Loin du cyborg, l'armée française veut un "soldat augmenté" éthique


Paris, France | AFP | vendredi 04/12/2020 - Opération des yeux pour voir la nuit ou jumelles de vision nocturne, implant corporel pour délivrer automatiquement une hormone antistress: les évolutions technologiques conduisent l'armée française à se préparer au futur "soldat augmenté". Tout en fixant des "lignes rouges".

Cyborg déshumanisé ou super-héros doté de pouvoirs surhumains, "la perspective d'un combattant aux ressources physiques et cognitives transformées par la technologie" a été "longtemps cantonnée au champ de la science-fiction", résume le chercheur Jean-Christophe Noël. Cela "semble de moins en moins éloignée de la réalité", écrit-il dans une note de l'Institut français des relations internationale (Ifri).

D'où la création par la ministre des Armées Florence Parly d'un comité d'éthique de la Défense, chargé de réfléchir à ces enjeux. Avec le souci de maintenir la capacité d'action de l'armée tout en préservant ses valeurs, les principes du droit et la dignité humaine.

Dans les faits, l'homme a toujours cherché à augmenter ses capacités, des jumelles pour voir aux armures et boucliers pour se protéger.

Le second conflit mondial n'a pas fait exception. C'était une "guerre sous amphétamines", utilisées tant du côté alliés qu'allemand pour accroître la vigilance et résister à la fatigue, rappelle le professeur en philosophie des sciences Pascal Nouvel dans les Cahiers de la Revue Défense nationale.

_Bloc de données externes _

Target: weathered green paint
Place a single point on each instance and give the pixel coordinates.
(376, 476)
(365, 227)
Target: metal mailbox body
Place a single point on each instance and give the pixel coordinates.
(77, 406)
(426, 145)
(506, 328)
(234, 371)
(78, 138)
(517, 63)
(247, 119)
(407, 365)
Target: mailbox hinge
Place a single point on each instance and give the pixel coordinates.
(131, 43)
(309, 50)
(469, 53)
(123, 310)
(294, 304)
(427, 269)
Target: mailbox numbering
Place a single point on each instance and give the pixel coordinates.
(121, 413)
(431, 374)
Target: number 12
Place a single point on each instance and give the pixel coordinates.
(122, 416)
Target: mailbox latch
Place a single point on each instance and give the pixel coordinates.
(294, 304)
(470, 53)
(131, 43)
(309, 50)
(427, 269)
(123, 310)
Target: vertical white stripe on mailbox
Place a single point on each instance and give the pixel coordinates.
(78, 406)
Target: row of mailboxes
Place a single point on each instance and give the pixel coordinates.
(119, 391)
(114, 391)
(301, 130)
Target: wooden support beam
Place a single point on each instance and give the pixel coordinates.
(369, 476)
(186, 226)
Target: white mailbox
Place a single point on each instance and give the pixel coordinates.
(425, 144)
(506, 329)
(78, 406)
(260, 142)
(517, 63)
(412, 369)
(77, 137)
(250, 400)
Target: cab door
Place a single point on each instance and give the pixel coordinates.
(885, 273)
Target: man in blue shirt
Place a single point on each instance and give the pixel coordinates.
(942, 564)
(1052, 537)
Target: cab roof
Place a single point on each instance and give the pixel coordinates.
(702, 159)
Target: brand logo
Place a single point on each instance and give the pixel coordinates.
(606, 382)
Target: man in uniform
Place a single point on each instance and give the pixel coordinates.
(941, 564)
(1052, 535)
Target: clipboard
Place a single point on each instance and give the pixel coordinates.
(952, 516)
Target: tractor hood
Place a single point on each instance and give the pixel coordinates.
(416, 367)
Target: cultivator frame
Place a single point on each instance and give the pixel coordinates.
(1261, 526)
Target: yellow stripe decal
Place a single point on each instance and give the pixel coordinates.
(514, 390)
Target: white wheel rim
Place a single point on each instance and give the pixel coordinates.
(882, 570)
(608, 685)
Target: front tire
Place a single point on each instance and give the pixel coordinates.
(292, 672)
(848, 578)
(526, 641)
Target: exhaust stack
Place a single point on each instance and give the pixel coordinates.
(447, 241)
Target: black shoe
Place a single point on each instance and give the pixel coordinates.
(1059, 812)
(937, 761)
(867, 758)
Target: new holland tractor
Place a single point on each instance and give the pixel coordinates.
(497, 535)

Depuis, recherches et innovations se succèdent pour stimuler les facultés physiques ou cognitives du combattant dans le but de renforcer son efficacité. Autrement dit, en faire un "soldat augmenté".

Plusieurs prototypes d'exosquelettes permettant de porter des charges plus lourdes ont été mis au point dans le monde. Dans certains hélicoptères d'attaque, la direction du canon est asservie à la direction du regard du pilote grâce à son casque.

Des opérations de la cornée pour accroître l'acuité visuelle de 20% "semblent avoir déjà été effectuées dans certaines armées étrangères sur des volontaires", relevait même Gérard de Boisboissel, du centre de recherche de l'académie militaire de Saint-Cyr-Coëtquidan (CREC) lors d'un colloque fin 2019.

"De plus en plus de technologies sortiront l'homme de ses limites naturelles et l'un des enjeux consistera finalement à définir le degré nécessaire de contrôle humain", décrypte-t-on au cabinet de la ministre.

L'armée française s'interdit les augmentations "invasives", touchant au corps du soldat. Les seules de ce type autorisées, détaille le comité dans son rapport rendu public vendredi, sont la prise de caféine, d'antipaludéens, les injections de vaccins ou d'antidouleurs en cas de blessure grave.

Pour autant, il est "impératif de ne pas inhiber la recherche sur le soldat augmenté (...) afin d'éviter tout risque de décrochage capacitaire de nos armées", estime-t-il.

 Oui à Iron Man, non à Spiderman 

Certaines augmentations invasives pourraient donc, dans des conditions strictes de contrôle par le service de santé des armées, être permises à l'avenir.

Dans le monde civil, plusieurs milliers de salariés en Suède ont accepté de se faire greffer une puce sous la peau pour faciliter leur accès au locaux de leur société, selon Gérard de Boisboissel.

Dans le monde militaire, cela pourrait se traduire par une puce permettant au combattant d'être géolocalisé en temps réel et d'éviter par exemple les tirs fratricides.

Il faut "toujours rechercher des alternatives" à une augmentation invasive, juge Mme Parly, suivant l'avis du comité. "Cela oblige à penser l'innovation autrement". La puce, plutôt que glissée sous la peau, peut l'être dans l'uniforme.

"En résumé, nous disons oui à l’armure d’Iron Man et non à l’augmentation et à la mutation génétique de Spiderman", a-t-elle déclaré vendredi lors du Forum innovation défense.

Faute d'alternative, chaque augmentation invasive doit pouvoir être "réversible", rien que pour permettre le retour du militaire à la vie civile, selon le comité d'éthique.

Celui-ci fixe plusieurs "lignes rouges": interdiction de pratiques eugéniques ou génétiques à des fins d'augmentation du militaire, interdiction de porter atteinte au libre arbitre ou de diminuer son discernement ou sa maîtrise de l'emploi de la force.

Autant de "risques de déshumanisation" induits par certaines substances qui "prémuniraient le militaire de tout sentiment de peur, de compassion ou de doute".

Pas question donc pour le comité d'éthique que le soldat augmenté devienne "un simple technicien de la mort".